As Madison now slowly approached the table, she gasped in disbelief when she beheld the two infants, safely wrapped in blankets and asleep, in the white basket.

″Was their timing ever wrong?″, she remarked.

″Never, your majesty.″, said Anette.

″So how long do you think we have left?″, asked Helen calmly as if it were but a minor matter.

″Are you fucking kidding me, Hel? Like I wanna know!″, snapped Madison with growing panic.

″I always varies.″, said Anette, ignoring the princess. ″Sometimes it takes days or even years until the old royal family dies after the arrival.″

″There has to be a mistake.″, whined Madison. ″Me and Hel haven’t had a single century, it’s just not fair.″

Anette eyed her disapprovingly.

″There is no mistake in divine deeds, your majesty.″

″Anette is right, Madison.″, interfered the queen. ″The only thing we can do is make the little time we have left count and not fall into panic.″ Her voice was shaking but she seemed resolute about her decision.
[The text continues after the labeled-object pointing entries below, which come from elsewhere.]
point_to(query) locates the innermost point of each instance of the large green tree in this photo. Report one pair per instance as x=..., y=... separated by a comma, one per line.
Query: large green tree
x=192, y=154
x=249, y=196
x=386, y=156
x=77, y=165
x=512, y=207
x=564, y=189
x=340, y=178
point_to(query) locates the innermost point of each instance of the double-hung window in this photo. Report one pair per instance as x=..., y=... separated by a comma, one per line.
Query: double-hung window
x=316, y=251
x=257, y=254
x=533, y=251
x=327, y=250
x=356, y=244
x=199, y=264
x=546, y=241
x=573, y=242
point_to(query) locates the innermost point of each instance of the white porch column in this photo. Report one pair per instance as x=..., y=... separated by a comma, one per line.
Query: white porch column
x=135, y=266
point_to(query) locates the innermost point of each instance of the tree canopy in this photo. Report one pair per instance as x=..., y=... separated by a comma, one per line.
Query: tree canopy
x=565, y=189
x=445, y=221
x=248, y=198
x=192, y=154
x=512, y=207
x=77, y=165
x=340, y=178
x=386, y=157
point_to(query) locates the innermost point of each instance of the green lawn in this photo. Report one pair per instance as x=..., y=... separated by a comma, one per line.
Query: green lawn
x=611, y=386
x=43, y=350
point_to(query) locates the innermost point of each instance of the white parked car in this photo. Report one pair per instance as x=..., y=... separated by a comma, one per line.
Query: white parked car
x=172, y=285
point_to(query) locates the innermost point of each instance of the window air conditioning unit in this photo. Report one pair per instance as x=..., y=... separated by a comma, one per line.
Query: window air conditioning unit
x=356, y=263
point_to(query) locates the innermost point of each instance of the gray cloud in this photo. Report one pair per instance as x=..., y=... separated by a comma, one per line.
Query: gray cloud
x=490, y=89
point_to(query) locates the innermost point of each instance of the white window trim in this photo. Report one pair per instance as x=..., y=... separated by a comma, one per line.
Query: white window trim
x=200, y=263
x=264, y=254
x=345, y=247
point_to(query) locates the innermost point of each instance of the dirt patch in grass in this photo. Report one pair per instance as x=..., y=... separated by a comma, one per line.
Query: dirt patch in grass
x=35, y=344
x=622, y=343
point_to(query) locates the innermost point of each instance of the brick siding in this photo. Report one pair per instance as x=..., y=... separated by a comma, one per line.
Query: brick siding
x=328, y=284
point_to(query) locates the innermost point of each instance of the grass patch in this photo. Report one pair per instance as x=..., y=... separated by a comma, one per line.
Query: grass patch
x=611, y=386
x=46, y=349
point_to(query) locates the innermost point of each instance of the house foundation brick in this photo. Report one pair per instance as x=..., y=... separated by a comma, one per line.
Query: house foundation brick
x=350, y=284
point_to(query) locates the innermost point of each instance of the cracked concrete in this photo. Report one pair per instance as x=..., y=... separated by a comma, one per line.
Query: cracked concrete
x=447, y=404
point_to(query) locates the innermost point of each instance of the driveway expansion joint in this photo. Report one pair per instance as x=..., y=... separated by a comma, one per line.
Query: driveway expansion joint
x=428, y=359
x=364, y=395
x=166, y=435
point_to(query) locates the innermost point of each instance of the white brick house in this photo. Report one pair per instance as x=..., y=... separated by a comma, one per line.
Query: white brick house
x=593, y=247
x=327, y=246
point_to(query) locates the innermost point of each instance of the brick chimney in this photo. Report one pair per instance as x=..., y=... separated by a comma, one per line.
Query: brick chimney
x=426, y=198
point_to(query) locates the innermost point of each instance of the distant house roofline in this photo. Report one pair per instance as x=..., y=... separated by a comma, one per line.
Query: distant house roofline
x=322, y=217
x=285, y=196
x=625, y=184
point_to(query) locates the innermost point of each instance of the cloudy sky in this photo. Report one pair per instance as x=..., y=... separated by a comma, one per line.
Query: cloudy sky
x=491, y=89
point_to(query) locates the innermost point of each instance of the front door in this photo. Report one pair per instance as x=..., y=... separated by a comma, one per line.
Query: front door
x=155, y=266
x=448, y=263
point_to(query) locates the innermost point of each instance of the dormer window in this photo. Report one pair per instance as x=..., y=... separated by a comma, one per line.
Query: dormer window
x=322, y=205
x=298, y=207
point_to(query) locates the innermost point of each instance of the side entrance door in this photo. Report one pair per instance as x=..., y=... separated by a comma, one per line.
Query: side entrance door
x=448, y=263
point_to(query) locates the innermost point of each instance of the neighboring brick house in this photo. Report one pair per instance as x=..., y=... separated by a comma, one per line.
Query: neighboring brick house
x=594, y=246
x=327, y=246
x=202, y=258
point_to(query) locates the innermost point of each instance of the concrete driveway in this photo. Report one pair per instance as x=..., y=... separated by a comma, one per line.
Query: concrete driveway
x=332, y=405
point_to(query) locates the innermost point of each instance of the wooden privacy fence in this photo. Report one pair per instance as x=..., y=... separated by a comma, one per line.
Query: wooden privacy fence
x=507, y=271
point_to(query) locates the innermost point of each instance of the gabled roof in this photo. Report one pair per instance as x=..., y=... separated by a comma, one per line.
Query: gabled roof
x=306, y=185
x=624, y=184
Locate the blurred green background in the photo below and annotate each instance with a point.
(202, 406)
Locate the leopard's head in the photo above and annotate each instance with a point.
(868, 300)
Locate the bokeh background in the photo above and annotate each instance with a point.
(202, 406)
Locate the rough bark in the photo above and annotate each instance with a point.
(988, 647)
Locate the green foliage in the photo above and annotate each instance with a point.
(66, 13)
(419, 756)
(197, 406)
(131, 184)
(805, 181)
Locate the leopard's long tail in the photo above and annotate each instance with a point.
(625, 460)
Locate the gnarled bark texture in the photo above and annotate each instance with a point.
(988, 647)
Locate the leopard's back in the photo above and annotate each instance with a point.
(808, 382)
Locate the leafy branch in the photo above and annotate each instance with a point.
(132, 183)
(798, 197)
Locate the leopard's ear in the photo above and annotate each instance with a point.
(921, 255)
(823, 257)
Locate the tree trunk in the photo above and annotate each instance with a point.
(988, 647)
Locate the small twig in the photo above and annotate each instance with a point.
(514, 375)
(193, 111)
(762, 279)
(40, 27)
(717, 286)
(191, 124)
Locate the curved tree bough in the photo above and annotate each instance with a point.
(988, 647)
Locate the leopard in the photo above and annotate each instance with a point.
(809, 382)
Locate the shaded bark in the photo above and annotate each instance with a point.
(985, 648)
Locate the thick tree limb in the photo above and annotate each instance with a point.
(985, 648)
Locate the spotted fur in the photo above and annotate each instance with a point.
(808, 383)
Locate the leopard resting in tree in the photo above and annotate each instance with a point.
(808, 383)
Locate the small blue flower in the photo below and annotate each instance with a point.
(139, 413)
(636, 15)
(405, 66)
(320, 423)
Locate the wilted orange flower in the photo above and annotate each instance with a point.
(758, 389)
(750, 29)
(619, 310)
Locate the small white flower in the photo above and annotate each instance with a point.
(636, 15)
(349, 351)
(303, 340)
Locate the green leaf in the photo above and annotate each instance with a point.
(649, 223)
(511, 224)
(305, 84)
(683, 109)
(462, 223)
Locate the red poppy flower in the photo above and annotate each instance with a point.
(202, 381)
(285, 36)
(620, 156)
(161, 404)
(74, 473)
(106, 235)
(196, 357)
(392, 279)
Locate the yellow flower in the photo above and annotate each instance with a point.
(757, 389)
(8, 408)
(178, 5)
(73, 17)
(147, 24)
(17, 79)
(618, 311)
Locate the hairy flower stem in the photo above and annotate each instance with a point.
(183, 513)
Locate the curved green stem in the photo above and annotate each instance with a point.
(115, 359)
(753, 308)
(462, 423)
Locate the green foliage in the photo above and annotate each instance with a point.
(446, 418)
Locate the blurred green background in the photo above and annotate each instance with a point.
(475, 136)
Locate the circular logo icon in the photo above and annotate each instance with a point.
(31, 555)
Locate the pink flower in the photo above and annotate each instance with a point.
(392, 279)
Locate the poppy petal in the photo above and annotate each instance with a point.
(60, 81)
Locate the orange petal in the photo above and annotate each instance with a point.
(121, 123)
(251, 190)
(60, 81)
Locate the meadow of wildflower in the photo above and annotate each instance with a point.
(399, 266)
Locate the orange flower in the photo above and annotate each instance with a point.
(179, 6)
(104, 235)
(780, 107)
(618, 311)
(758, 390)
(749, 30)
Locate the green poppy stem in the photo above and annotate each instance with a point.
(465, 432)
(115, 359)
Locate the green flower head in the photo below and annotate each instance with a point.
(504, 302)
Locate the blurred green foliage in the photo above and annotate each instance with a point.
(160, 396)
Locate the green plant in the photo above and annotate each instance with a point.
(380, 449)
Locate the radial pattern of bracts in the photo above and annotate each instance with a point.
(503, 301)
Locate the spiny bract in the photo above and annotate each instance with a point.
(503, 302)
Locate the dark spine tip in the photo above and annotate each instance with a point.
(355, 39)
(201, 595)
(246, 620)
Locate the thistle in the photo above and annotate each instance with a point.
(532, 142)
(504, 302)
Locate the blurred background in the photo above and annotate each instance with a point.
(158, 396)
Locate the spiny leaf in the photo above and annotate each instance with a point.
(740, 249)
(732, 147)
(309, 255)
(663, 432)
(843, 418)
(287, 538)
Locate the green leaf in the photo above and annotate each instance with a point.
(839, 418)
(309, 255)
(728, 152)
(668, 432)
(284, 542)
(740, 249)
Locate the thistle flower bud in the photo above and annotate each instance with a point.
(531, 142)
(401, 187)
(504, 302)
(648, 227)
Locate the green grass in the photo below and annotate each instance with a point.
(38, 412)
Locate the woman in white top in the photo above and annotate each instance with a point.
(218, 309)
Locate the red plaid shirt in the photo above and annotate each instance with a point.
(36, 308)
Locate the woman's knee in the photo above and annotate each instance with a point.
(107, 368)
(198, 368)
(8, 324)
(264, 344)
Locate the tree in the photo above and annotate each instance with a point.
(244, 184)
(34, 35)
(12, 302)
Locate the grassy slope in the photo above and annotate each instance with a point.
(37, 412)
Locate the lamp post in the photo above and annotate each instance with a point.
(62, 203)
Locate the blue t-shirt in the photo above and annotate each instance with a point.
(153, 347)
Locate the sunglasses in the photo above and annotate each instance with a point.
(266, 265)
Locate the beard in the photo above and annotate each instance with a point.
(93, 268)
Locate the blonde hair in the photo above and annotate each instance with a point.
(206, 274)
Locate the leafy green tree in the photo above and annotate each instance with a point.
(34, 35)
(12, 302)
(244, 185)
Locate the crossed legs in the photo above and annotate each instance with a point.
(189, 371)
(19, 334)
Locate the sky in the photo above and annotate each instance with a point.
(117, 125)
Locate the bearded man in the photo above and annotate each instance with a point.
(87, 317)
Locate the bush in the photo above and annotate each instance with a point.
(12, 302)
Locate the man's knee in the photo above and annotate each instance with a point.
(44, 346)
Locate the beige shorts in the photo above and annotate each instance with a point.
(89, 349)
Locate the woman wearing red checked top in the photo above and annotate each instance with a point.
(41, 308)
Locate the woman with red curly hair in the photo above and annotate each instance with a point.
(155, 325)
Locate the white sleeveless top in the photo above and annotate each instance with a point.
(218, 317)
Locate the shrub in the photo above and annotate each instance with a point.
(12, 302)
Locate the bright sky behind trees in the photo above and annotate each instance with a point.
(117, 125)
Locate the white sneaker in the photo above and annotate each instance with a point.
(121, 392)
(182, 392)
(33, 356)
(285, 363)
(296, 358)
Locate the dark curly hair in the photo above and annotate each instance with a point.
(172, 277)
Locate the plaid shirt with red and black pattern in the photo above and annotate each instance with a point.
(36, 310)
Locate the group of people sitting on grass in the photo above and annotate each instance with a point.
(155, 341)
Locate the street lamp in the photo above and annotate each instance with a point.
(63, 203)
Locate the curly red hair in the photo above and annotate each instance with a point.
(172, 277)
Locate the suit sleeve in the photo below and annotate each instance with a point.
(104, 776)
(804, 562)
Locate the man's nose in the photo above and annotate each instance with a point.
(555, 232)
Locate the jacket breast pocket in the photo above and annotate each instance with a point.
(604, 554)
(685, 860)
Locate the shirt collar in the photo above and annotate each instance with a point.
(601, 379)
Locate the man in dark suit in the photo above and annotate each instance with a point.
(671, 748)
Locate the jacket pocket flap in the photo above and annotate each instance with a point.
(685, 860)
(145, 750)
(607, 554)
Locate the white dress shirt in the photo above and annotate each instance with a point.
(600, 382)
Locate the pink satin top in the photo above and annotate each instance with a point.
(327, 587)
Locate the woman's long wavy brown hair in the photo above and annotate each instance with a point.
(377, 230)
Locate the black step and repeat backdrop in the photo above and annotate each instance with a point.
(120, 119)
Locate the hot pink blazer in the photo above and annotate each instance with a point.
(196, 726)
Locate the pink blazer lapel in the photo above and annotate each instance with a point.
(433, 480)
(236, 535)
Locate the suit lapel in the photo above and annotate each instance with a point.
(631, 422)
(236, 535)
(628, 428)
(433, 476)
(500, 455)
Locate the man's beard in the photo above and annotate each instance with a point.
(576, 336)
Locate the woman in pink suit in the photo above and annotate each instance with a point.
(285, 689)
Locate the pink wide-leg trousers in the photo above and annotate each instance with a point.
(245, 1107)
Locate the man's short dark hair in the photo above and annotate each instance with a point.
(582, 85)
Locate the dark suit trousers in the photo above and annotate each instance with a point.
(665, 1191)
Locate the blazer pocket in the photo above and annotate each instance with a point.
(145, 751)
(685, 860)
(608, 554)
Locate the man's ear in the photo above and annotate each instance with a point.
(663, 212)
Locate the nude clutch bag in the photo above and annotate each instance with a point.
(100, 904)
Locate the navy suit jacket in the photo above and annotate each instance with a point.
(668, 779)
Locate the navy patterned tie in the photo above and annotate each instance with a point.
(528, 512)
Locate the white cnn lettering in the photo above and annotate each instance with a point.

″Please Anette, appoint a tutor for those two children as soon as possible and see to it that they have everything they need. The southern tower is not ready yet, but it has to be cleaned and furnished in the days to come. If there is anything you need, you may call me or Madison.″

Madison grunted something inaudible.

″I’ll be damned if I’ll just cower down until I’m dead.″, she growled. ″You!″

The young guard waiting outside the door now immediately peeked in.

″I want us to have at least five guards each. Hit up the Bonmarks, get us someone from the Black Parade. I want every single fucking Ald on this planet to be under maximum surveillance, got it! The soldiers on the Isle of Monsters have to be alarmed to keep an eye out for anything even remotely suspicious! I wanna know if any of those fuckers even sneezes! No one leaves or enters the capital without thorough investigation!”

The guard had barely typed out the orders on his Al when Madison had already stormed out the door. Anette shook her head in disbelief while Helen didn’t seem surprised in the least.

″She will have to come to terms with it sooner or later.″, she said.

Then she nodded as if to reassure herself and turned around to leave the room, her guard quickly coming to her aid but waved aside by the queen as she confidently stepped outside.

An important detail had almost slipped Anette’s mind. She quickly followed the queen outside.

″Who will pay for all these unexpected expenses, my queen?″

The queen reflected for a brief moment and then turned her head back to the book-keeper.

“The realm, my dear.”

And then the queen and her servant vanished around a corner, leaving Anette alone with the two infants.

She heard the babies wailing.

Mother help me, she thought to herself.